日本代表イレブンが待ち伏せチェック 岡田武史氏の入浴法〝エコ伝説〟は本当なのか

日本代表監督時代の岡田武史氏

【多事蹴論90】サッカー界「ナンバーワン」と言われるエコ活動家の実像とは――。日本代表が初めて出場した1998年フランスW杯でチームを率いた岡田武史氏は、2010年南アフリカW杯でMF本田圭佑を先発に抜てきし、ベスト16入りを果たすなど「名将」との地位を確立した。現在は指導者を“引退”(公認S級ライセンスを返上)。J2FC今治の代表取締役会長など実業家として精力的に取り組んでいる。

その一方、岡田氏は“エコ専門家”としても活動中だ。かねて環境問題などに精通し、日々の生活におけるエコロジーなど資源の大切さや地球環境についても訴えている。日本サッカー協会の会長を務めていた川淵三郎氏は「岡田は学生(早稲田大)時代からエコとか環境問題とかに興味を持っていて、チームメートにもいろいろなエコについて話をしていたな。意外なんだよ。ハハハハハ」と語っていた。

岡田氏はサッカー指導者として全国で講演を行っているが、時にはエコ活動家として熱弁を振るう機会もある。「僕のは文系のエコ」と強調し「地球が誕生して何十億年とたつが、環境破壊されたのは、ここ200年くらいで産業革命以降のこと。地球にしてみればわずかな期間で大きな問題になってしまった」など、サッカー指導者として記者会見をするよりも明るい表情でイキイキと丁寧に解説。環境保護を訴えていた。

そんな取り組みはサッカー界で広く知られており、07年12月に2度目の日本代表監督に就任した際、イレブンは“岡田流エコ”に興味津々。ミーティングや食事の席でも、時にはエコに関連した話をすることがあり、どこまで実践しているのか、気になっていたという。特に岡田氏がJ1横浜Mの指揮官時代、大浴場で選手とともに入浴していた際、シャワーを出しっぱなしで洗髪していた選手の耳元で「地球が死ぬぞ」と、つぶやいたという逸話が広まっていたからだ。

そこで数人の代表イレブンは合宿中、宿舎にある大浴場で指揮官が入浴するのを待ち伏せ。
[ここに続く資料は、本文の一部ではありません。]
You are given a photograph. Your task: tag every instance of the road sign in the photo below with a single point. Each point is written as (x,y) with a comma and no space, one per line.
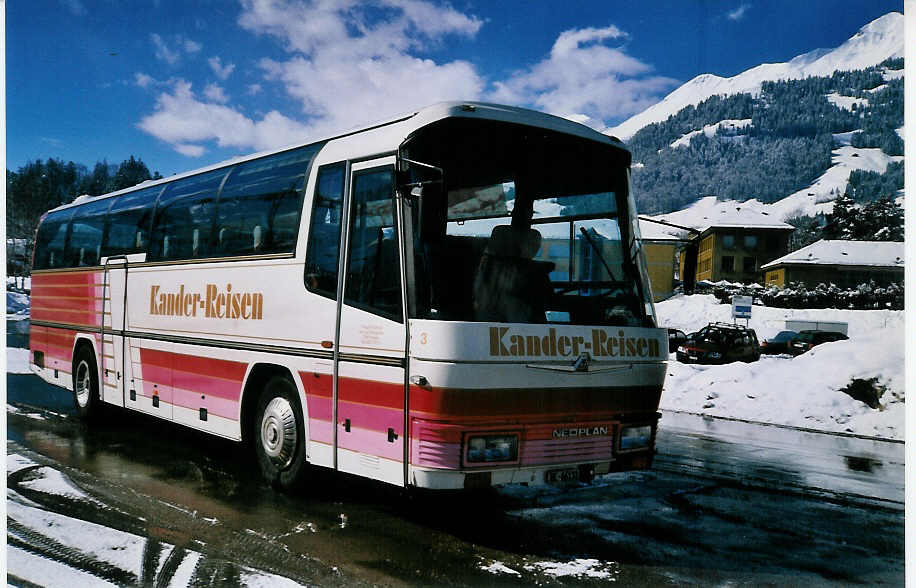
(741,307)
のぼせそうになりながらも約30分後に登場し、その行動を凝視した。選手たちによると、名将は洗い場に腰を下ろすと、風呂おけにためたお湯を使って顔や体を洗い、さらに洗髪するときも、泡を流す以外ではシャワーを1回も使わなかったという。そんな姿を確認したイレブンは「本当にエコにも気を使ってました。洗面器に1回だけお湯をためて洗っていて、さすが監督でした」とうれしそうに語っていた。

そんな岡田氏は、10年に日本サッカー協会の環境問題の担当理事に就任。試合が開催されるスタジアムでのごみ資源軽減をはじめ、さまざまなエコ活動を推し進めることに取り組んでいた。(敬称略)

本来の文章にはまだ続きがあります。